The LEAD (Leading Enterprise and Development) course is aimed at micro-businesses with less than 50 staff.

In the North West the percentage of female business ownership and management is around 30 per cent and falls even lower in the rural areas of Cumbria.

However, Rachael Sterrett, LEAD project manager at the University of Cumbria Business School, said: “Here in Cumbria more than 50 per cent of those who have attended LEAD are women, a figure we are delighted with.”

The programme also received widespread acclaim earlier this year for helping small business tackle the challenges thrown up by the floods that devastated the west of the county.

The figures also show that in its first year the project has helped almost 40 companies from across the county, employing more than 300 people.

The LEAD programme has been designed in conjunction with small business.
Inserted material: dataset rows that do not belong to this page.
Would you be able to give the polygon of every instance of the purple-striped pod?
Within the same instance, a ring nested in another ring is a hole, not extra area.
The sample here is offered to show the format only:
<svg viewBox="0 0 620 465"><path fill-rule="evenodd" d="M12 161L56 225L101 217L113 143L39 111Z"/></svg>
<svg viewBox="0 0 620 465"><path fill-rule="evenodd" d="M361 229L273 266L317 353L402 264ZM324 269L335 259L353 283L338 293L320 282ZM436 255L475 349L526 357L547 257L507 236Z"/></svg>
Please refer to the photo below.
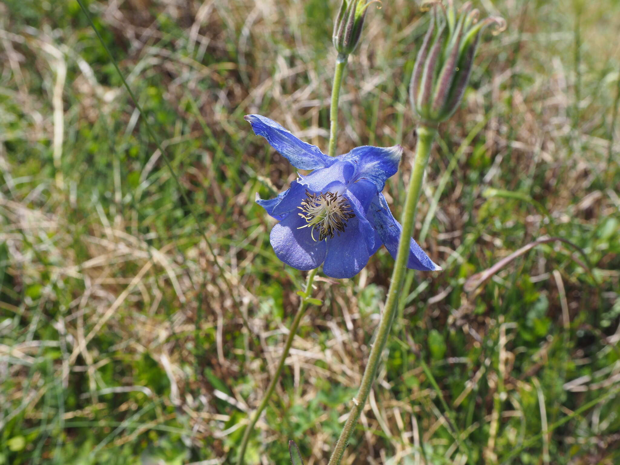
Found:
<svg viewBox="0 0 620 465"><path fill-rule="evenodd" d="M360 42L366 11L371 3L378 0L342 0L340 9L334 22L332 41L339 55L353 53Z"/></svg>
<svg viewBox="0 0 620 465"><path fill-rule="evenodd" d="M430 4L431 19L418 51L409 84L411 107L426 124L436 125L458 108L469 81L482 30L495 24L494 33L503 30L503 18L478 20L479 12L466 2L459 12L453 0L448 6Z"/></svg>

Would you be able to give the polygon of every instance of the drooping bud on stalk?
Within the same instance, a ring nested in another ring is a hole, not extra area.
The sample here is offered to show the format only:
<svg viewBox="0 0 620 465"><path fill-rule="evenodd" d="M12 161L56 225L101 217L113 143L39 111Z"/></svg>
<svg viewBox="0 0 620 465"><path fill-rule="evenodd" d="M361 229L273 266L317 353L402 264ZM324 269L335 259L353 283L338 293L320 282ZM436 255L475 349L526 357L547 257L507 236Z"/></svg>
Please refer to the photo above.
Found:
<svg viewBox="0 0 620 465"><path fill-rule="evenodd" d="M469 81L480 35L495 24L498 33L506 28L503 18L478 21L479 12L466 2L457 13L453 0L430 5L431 20L418 51L409 86L414 111L422 122L436 125L456 111Z"/></svg>
<svg viewBox="0 0 620 465"><path fill-rule="evenodd" d="M366 11L371 3L379 0L342 0L338 16L334 22L332 40L334 46L340 55L353 53L360 41L361 28L364 25Z"/></svg>

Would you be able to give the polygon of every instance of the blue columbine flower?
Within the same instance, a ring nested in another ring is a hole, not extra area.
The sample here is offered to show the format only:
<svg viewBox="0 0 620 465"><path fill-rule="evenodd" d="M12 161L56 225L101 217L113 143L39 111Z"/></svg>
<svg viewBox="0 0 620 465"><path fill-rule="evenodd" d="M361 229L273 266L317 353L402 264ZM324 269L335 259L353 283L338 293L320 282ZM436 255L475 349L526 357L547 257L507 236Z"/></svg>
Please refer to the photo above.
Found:
<svg viewBox="0 0 620 465"><path fill-rule="evenodd" d="M257 195L256 202L280 220L269 236L278 259L298 270L322 264L327 276L352 278L383 244L396 256L402 227L381 191L398 169L401 146L356 147L329 157L268 118L245 119L296 168L314 170L275 198ZM413 239L410 250L407 268L441 269Z"/></svg>

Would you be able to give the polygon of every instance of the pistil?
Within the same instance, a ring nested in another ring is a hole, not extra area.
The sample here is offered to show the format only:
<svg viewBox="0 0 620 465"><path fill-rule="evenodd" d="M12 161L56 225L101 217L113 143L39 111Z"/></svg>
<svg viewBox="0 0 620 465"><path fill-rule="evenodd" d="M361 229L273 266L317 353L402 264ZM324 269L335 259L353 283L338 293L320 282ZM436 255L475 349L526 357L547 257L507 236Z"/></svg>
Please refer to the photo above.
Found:
<svg viewBox="0 0 620 465"><path fill-rule="evenodd" d="M332 239L343 232L347 221L355 216L347 198L336 192L315 193L306 190L306 198L297 208L303 212L299 215L308 223L297 229L310 228L314 241L315 229L319 231L319 242L328 237Z"/></svg>

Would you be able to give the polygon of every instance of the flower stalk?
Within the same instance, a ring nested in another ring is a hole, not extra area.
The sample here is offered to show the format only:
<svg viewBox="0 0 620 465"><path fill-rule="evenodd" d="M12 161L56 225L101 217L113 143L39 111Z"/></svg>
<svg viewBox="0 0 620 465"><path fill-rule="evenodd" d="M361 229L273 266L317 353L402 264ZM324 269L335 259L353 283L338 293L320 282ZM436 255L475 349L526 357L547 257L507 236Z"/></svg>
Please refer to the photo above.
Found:
<svg viewBox="0 0 620 465"><path fill-rule="evenodd" d="M336 69L334 72L334 85L332 87L332 101L329 107L329 148L327 154L336 154L336 141L338 139L338 102L340 98L340 87L344 77L348 55L339 53L336 59Z"/></svg>
<svg viewBox="0 0 620 465"><path fill-rule="evenodd" d="M428 156L430 154L433 140L436 133L436 128L432 126L422 125L418 128L417 133L418 141L415 149L415 159L414 161L413 172L409 180L409 187L407 189L407 199L405 202L405 210L402 216L402 232L401 234L398 252L396 255L394 270L392 273L392 280L388 291L385 308L383 309L381 321L377 329L374 343L373 345L370 355L368 356L368 363L362 376L360 389L357 395L353 400L353 407L349 413L348 418L347 418L344 428L340 433L340 438L336 443L328 465L339 465L342 459L342 456L347 448L349 438L351 437L351 434L357 424L360 415L364 409L364 405L368 399L368 394L372 388L373 382L376 376L381 353L385 348L386 342L389 335L394 316L396 314L399 297L402 288L402 283L407 269L407 260L409 255L409 241L413 233L418 200L422 191L424 171L428 162Z"/></svg>
<svg viewBox="0 0 620 465"><path fill-rule="evenodd" d="M312 283L314 282L314 277L316 276L317 270L318 268L311 270L308 273L308 278L306 280L306 290L301 294L301 300L299 302L299 306L297 309L297 313L295 314L295 317L293 320L291 327L288 330L288 335L286 336L286 341L284 345L284 350L282 352L280 361L278 362L278 368L276 368L275 373L273 373L273 376L269 383L269 386L267 386L267 392L265 393L262 401L260 401L260 404L252 414L249 424L246 427L246 431L243 433L243 438L241 440L241 445L239 446L237 456L237 463L238 465L243 465L244 464L246 449L247 448L247 443L250 440L250 436L252 435L252 432L254 430L256 422L260 418L260 415L262 414L263 410L265 410L265 407L267 407L267 402L269 402L269 399L275 389L275 385L278 384L280 373L282 373L282 368L284 368L284 362L286 360L286 357L288 356L288 352L291 350L291 345L292 345L293 340L297 333L297 328L299 327L299 323L301 322L301 318L306 312L306 309L308 308L308 304L312 303L313 299L311 298L312 296Z"/></svg>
It concentrates on the business itself and the personal development of owner-managers.

It is being rolled out by the University of Cumbria Business School as part of a £9.5 million plan by the Northwest Regional Development Agency (NWDA) to boost small businesses in the county and across the North West.

Professor Steve Kempster, Head of the University of Cumbria Business School, said: “LEAD gives owner-managers the opportunity to focus on the growth, profitability and success of their business and will be a great help to many SMEs across the Cumbrian economy.”

Jane Maggs, who runs Wigton-based Wild and Fruitful, which makes pickles, jams and marmalade, is among the businesswoman who has attended LEAD. She is full of praise for the help it has given her in developing her business.

She said: “There wasn’t one single thing that made me think, eureka! It was more a question of ideas and suggestions seeping in gradually; things that made a huge and lasting difference to how I viewed the business.

“The sessions that were particularly helpful were the problem-sharing workshops and discussions.”

The LEAD programme is running in five locations across Cumbria over a three year period: Workington, Carlisle, Penrith, Ambleside and Furness. Recruiting for the next cohort is underway.